As Congress returns to Washington this week after a monthlong break, lawmakers are preparing for another heated partisan battle to fund the Federal Aviation Administration, with a temporary deal set to expire in less than two weeks and no compromise in sight.
Unless a deal can be hammered out by Sept. 16, the FAA will go without funding for a second time in less than two months - a scenario that would result in an immediate halt of airport construction projects and the loss of millions of dollars per day in uncollected airline taxes.
At the heart of the debate is a new federal rule that has made it easier for airline and railroad workers to unionize. Republicans have pressed to include a provision to overturn the rule in a long-term FAA funding measure, a move Democrats and organized labor say unfairly targets unions and has no place in an aviation funding bill.
Members of the Association of Flight Attendants-CWA have been distributing fliers at airports nationwide asking passengers to urge their members of Congress to pass an FAA reauthorization bill without the anti-union provision.
The flight attendants' parent union, the Communication Workers of America, also has launched a direct-mail and robocall campaign at about two dozen House Republicans, including Transportation and Infrastructure Committee Chairman John L. Mica of Florida, to press them to pass a "clean" FAA funding measure.
Last year, the National Mediation Board amended the Railway Labor Act of 1926 to allow recognition of a union chapter if a simple majority of workers who cast ballots approve organizing. The previous rule required a majority of the entire work force to favor unionizing, which meant that workers choosing not to vote effectively were counted as "no" votes.
Republicans and airlines say the new rule will lead to drawn-out labor disputes that could stifle commerce and cause passenger delays that ultimately could cost the industry money - with costs passed down to consumers.

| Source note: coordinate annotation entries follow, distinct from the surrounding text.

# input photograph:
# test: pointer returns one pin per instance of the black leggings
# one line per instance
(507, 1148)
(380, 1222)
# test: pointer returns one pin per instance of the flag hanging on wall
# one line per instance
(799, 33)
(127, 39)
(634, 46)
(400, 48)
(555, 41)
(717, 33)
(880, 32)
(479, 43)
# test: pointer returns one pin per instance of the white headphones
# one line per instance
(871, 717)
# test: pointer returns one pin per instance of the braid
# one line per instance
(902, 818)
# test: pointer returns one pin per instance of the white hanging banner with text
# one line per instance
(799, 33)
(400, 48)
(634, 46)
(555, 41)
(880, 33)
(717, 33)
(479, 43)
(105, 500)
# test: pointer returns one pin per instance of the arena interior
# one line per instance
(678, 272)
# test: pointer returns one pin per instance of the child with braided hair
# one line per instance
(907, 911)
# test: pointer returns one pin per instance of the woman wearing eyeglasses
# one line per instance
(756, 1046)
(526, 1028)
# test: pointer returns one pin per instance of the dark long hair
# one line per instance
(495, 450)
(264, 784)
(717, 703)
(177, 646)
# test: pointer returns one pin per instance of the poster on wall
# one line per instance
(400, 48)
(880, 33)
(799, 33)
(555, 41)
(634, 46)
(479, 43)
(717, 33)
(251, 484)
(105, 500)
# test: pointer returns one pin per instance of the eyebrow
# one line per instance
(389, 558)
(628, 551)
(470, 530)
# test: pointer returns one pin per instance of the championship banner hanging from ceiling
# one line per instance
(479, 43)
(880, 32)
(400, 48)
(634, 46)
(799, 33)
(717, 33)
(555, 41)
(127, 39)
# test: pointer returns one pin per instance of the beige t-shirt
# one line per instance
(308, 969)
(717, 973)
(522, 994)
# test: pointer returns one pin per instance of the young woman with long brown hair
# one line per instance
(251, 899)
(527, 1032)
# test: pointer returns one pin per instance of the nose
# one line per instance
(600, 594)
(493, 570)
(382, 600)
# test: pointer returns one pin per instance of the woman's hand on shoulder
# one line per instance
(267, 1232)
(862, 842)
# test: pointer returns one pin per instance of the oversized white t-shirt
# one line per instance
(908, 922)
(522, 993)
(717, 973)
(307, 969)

Another sticking point is a federal program that subsidizes airlines to service certain rural airports. Republicans want to make cuts in the program at more than a dozen small airports, saying it's unfair to use taxpayer money to subsidize airline tickets at the airports when each is located within a couple hours' drive of a larger airport.
Subsidies per airline passenger run as high as $5,223 in Ely, Nev., the U.S. Transportation Department says.
Since 2007, Congress has passed 21 temporary funding extensions to keep the FAA running as disputes over spending, labor rules, safety issues and cross-country airline routes have held up a long-term deal.
Because Congress failed to pass a funding extension by a July 23 deadline, the FAA was forced to issue stop-work orders for more than 200 airport construction projects nationwide. The move affected at least 70,000 construction-related jobs, furloughed about 4,000 agency employees and prevented the FAA from collecting about $30 million a day in certain airline ticket fees.
Funding was shut off for almost two weeks until Senate Majority Leader Harry Reid, Nevada Democrat, agreed to accept a House GOP-crafted bill to fund the FAA through Sept. 16. Under terms of the deal, Transportation Secretary Ray LaHood was allowed to use his authority to waive provisions in the bill opposed by Democrats.
It's uncertain if Mr. Reid and Mr. LaHood would be willing to use such an unusual tactic to fund the FAA if another deal - whether temporary or long-term - isn't reached before Sept. 16.
President Obama last week pressed Congress to pass a "clean" long-term FAA funding bill and to address the issue of back pay for the workers who were laid off during this summer's partial FAA shutdown.